I think we have to re-think what “scaling” means in the context of agility. Traditionally scaling meant that we put 5000 people instead of 50 on a problem that is 100 times larger than the 50 people problem, and have it solved. Unfortunately this is a trap. The trap lies in thinking that scaling simply means any ratio of “problem size” to “body count”. Most of the times I have seen a linear fallacy attached to that: thinking that there is a 1:1 ratio involved.
So, when it comes to agility, how should we define “scaling”? Agility is meant from the viewpoint of business value, from the customer point of view. For a customer, what counts is “how fast can you ship this thing to me so that I will have less problems sooner for less money?” From a company’s perspective – in the traditional sense – “scaling” means something else: “how can we solve this more complex problem with the more complex hierarchy that we have in place?”; “we estimated this problem in the range of 50 times that problem. How can we solve this problem with 50 times the people cost in there?”
And I think there lies the real underlying problem, the problem with yesterday’s thinking. We try to scale agile by “scaling” by the amount of estimation that we made, and assume we need similarly scaled people to do the job. From the customer perspective we should ask how to change our organization so that we can deliver the solution to the customer problem sooner by spending less money? When it comes to scaling agile in the enterprise, unfortunately, I don’t see many answers to these kind of questions.
Scaling the majority
What does that mean for scaling agile in the enterprise? I think we have reached a point where more and more “enterprises” became attracted to the successes of agile software development form smaller companies. They now realize they need to change something.
But keep in mind that this is most likely the conservative early or even late majority that adopts agile right now. That means that there are less conservative moves that company is taking. That means that the enterprise is more likely stuck with their thinking, and the underlying culture in the enterprises that adopt agile need a more dramatic shift towards leaner, more agiler methodologies – not more blown answers to problems they thing they have. And this is the real drag of current large-scale agile introductions.

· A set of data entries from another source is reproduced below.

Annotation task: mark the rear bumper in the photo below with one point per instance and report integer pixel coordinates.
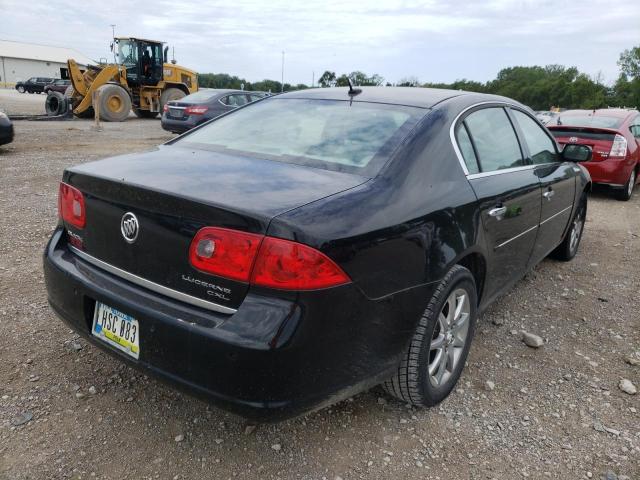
(276, 357)
(180, 126)
(612, 171)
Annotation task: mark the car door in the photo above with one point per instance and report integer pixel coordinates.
(508, 192)
(557, 180)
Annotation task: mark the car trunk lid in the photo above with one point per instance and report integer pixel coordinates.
(175, 191)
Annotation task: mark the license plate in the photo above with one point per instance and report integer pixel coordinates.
(117, 329)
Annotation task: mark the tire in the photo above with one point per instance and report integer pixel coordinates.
(56, 104)
(170, 94)
(427, 373)
(627, 190)
(115, 103)
(144, 113)
(571, 241)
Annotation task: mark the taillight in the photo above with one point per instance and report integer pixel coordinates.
(224, 252)
(289, 265)
(198, 110)
(71, 205)
(264, 261)
(619, 147)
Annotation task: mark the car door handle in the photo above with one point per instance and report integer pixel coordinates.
(498, 212)
(548, 194)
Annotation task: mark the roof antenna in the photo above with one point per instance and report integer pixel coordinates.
(353, 91)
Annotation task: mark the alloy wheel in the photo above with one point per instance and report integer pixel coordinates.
(449, 337)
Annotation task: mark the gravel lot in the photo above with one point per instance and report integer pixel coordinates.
(68, 410)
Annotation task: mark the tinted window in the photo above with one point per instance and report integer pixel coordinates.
(466, 148)
(588, 121)
(541, 147)
(495, 140)
(334, 135)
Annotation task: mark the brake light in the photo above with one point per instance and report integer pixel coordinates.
(264, 261)
(287, 265)
(198, 110)
(224, 252)
(619, 147)
(71, 205)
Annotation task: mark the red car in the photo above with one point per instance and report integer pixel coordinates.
(613, 134)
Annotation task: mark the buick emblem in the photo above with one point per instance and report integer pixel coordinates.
(129, 227)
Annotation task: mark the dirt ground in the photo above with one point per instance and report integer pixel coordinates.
(555, 412)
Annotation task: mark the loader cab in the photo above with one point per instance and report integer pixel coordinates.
(143, 60)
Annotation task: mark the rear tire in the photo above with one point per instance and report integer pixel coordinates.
(569, 246)
(169, 95)
(144, 113)
(438, 350)
(115, 103)
(627, 190)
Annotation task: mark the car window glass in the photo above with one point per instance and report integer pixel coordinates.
(541, 147)
(495, 140)
(466, 148)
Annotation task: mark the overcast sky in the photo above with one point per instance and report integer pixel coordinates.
(435, 41)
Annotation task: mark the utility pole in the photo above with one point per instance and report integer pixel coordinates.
(282, 77)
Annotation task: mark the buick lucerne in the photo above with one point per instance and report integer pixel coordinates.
(303, 248)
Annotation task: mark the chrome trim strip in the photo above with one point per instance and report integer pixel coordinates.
(499, 172)
(556, 214)
(517, 236)
(142, 282)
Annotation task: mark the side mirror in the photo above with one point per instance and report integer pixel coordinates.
(576, 153)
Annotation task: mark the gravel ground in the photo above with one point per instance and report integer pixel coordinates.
(68, 410)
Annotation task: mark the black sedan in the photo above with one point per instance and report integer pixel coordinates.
(34, 84)
(314, 244)
(6, 129)
(188, 112)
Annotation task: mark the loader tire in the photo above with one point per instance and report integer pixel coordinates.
(55, 104)
(170, 94)
(144, 113)
(115, 103)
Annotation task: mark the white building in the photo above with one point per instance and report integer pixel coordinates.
(21, 61)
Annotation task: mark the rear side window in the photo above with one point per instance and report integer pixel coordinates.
(541, 147)
(494, 139)
(466, 148)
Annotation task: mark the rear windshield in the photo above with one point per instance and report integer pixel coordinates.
(200, 96)
(598, 121)
(580, 133)
(355, 137)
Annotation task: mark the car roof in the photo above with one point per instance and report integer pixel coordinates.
(601, 112)
(410, 96)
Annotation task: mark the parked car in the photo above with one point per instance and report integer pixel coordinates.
(58, 85)
(614, 137)
(34, 84)
(6, 129)
(188, 112)
(314, 244)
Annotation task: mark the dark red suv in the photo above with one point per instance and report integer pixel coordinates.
(613, 134)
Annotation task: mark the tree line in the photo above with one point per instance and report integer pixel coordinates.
(538, 87)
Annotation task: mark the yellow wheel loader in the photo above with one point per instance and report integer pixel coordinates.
(141, 79)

There are more rules, because more people need to be governed without questioning the motivation behind governance to start with. There is more structure, and more hierarchy introduced together with the agile frameworks than should be necessary. Unfortunately the short-term changes introduced now will only reveal their outcomes in years to come in such enterprises. So it will take years before the last enterprise starts to stop cursing their agile adoption a failure. Unfortunately that warning will come as late as the next wave of new methodologies starts to raise.
I think we should not bother with “scaling agile” or large scale enterprise agility which should be disciplined because all that we lack surely is discipline. Instead we should wonder why we think we need such large enterprises to start with. Only then might we be able as a craft, as an engineering culture, as artists, and scientists to see behind the curtain that has been pulled over our eyes with terms like “scaling”, “enterprise”, and “agility”, and start to wonder how deep the rabbit hole really goes.